Feldman and Kabler then inject a traditional boy-meet-girl trajectory into the mostly semi-plotless film and, impressively it works because, frankly, it is a relief to see Booby catch a break in his personal life at a time when his professional life has so dramatically deteriorated. Unfortunately, the business of “being other people” (his ability to “become” Robin Williams, Richard Dreyfus, John Travolta, Al Pacino, among others, is truly startling) has clearly caught up to Bobby, he struggles to “turn off” and be himself with Emily and when he cannot relate to her out of character, almost, uncontrollably out of her beloved DeNiro persona and, relentlessly, seemingly unable to stop himself from slipping into the persona of another famous actor that she cannot stand, the results are agonizing, leading him to sink deeper and deeper into mania, confusion, depression, desperation and muddy self-examination.

Later, Bobby runs into actress Annabelle Larson, Roger’s co-star in “Alligator Eyes” although, from their interaction, maybe it was Bobby who was in that film and things seem to stabilize, veer towards the right direction and the film ends with something approaching hope for Bobby. Lest, the whole affair become a total showcase for Kabler, Feldman not only references “Alligator Eyes” but borrows a tune from the soundtrack of his second feature, the wonderful, dark comedy “Dead Funny” --- a hugely entertaining film and a textbook example of ingenious low-budget production.

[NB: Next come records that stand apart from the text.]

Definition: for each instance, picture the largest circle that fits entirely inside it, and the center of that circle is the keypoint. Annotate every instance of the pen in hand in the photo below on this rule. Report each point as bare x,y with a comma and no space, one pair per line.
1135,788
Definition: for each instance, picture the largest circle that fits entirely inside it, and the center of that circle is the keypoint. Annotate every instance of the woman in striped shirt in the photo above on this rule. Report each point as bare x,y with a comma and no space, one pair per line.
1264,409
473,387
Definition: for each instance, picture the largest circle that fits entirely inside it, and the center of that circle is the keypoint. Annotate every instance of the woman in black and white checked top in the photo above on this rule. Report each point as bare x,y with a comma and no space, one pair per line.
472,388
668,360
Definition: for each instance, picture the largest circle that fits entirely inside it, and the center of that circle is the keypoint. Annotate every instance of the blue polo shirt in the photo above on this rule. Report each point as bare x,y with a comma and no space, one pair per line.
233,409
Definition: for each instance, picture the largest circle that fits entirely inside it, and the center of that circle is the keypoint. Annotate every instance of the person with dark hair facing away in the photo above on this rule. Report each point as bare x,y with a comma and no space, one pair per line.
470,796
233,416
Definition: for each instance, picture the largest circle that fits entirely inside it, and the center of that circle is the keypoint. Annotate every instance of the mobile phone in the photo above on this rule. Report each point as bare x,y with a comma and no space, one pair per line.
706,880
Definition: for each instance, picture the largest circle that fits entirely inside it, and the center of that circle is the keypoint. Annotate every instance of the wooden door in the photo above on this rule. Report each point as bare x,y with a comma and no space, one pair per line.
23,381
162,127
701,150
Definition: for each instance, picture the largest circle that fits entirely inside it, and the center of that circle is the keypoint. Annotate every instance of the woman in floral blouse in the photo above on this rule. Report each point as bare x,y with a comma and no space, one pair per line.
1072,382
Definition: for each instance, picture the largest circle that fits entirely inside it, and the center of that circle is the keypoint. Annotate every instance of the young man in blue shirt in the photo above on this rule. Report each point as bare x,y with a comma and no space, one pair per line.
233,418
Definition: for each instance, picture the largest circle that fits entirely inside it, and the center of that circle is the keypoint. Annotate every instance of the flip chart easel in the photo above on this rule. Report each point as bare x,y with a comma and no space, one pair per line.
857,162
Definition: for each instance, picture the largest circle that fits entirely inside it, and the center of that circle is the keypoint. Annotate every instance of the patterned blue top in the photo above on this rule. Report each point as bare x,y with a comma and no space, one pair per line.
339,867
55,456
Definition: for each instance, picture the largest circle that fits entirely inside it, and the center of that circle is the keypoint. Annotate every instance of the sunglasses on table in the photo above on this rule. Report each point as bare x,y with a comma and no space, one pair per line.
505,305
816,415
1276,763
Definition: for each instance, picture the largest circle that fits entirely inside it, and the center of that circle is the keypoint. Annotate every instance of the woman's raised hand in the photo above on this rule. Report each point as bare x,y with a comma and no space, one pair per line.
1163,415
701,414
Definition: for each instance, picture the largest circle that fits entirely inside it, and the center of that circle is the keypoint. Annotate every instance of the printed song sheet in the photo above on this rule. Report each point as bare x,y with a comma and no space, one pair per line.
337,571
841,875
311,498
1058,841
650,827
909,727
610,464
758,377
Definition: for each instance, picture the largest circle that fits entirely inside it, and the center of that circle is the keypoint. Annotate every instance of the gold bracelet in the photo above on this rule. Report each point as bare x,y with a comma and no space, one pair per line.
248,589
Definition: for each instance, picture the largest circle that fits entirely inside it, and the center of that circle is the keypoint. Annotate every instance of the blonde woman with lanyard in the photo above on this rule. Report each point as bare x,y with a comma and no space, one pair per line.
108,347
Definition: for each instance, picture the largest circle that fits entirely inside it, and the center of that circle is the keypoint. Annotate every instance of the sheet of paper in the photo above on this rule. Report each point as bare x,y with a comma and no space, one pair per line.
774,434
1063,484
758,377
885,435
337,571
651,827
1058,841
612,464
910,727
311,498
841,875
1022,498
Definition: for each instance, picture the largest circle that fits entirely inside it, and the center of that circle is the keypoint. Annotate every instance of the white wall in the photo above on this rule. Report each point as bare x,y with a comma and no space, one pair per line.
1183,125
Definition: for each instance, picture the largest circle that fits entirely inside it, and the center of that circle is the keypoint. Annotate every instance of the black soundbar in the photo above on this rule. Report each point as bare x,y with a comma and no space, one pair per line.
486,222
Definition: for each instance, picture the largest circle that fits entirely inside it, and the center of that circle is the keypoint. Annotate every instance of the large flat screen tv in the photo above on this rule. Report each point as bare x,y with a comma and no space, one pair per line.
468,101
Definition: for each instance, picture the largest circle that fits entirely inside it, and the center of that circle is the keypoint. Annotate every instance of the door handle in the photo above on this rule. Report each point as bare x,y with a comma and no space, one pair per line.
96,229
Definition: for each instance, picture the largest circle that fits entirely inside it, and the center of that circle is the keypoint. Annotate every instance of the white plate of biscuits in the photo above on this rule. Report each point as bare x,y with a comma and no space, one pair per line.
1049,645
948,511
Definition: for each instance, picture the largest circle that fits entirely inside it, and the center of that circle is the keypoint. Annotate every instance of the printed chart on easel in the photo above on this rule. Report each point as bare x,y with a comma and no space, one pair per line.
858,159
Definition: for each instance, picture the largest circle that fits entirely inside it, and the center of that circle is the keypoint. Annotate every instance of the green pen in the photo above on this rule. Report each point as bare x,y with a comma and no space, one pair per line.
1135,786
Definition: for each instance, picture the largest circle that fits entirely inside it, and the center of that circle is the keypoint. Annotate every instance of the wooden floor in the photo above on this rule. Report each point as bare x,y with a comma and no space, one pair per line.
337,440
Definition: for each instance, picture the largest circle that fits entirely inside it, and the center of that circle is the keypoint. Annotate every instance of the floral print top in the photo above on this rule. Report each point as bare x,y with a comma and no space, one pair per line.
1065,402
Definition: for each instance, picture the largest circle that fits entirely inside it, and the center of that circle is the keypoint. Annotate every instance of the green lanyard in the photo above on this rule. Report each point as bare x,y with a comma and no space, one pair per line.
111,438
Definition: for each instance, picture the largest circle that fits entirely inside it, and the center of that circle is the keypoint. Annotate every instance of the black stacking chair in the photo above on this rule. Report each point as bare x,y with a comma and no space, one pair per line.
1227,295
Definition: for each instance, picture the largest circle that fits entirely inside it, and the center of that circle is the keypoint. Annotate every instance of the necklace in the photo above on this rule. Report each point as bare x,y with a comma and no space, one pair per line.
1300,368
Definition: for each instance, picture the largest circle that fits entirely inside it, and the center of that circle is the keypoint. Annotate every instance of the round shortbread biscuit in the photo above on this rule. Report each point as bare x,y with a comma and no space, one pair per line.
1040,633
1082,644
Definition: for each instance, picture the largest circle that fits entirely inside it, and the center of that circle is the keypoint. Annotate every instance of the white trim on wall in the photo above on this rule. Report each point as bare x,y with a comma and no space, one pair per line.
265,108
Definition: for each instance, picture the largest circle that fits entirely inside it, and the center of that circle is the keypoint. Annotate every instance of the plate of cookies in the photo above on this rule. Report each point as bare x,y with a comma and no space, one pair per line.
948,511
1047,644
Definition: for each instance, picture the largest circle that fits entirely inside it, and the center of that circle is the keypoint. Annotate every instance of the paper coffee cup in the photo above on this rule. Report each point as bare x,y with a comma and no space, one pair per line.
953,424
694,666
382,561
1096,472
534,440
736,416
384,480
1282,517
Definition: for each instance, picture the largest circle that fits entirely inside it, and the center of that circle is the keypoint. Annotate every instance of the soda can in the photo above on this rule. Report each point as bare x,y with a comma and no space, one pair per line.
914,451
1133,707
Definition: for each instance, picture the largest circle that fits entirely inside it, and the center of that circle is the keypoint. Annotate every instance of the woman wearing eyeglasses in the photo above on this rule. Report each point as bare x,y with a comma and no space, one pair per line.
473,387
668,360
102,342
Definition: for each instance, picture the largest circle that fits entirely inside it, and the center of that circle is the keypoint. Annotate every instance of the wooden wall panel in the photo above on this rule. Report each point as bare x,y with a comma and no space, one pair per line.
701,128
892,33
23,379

For a film that is so conceptually high-brow, the production is decidedly, defiantly lo-fi, badly though effectively shot on, presumably medium range pro-sumer equipment, cut with jagged, jarring edits and sloppy hand-held camera in a way that visually approximates Bobby/Roger’s tortured soul. “Who The Hell Is Bobby Roos?” is, maddening, frustrating, painful, scary, very funny but definitely not for everyone, only adventurous audiences hungry for daring, brazenly original, challenging films.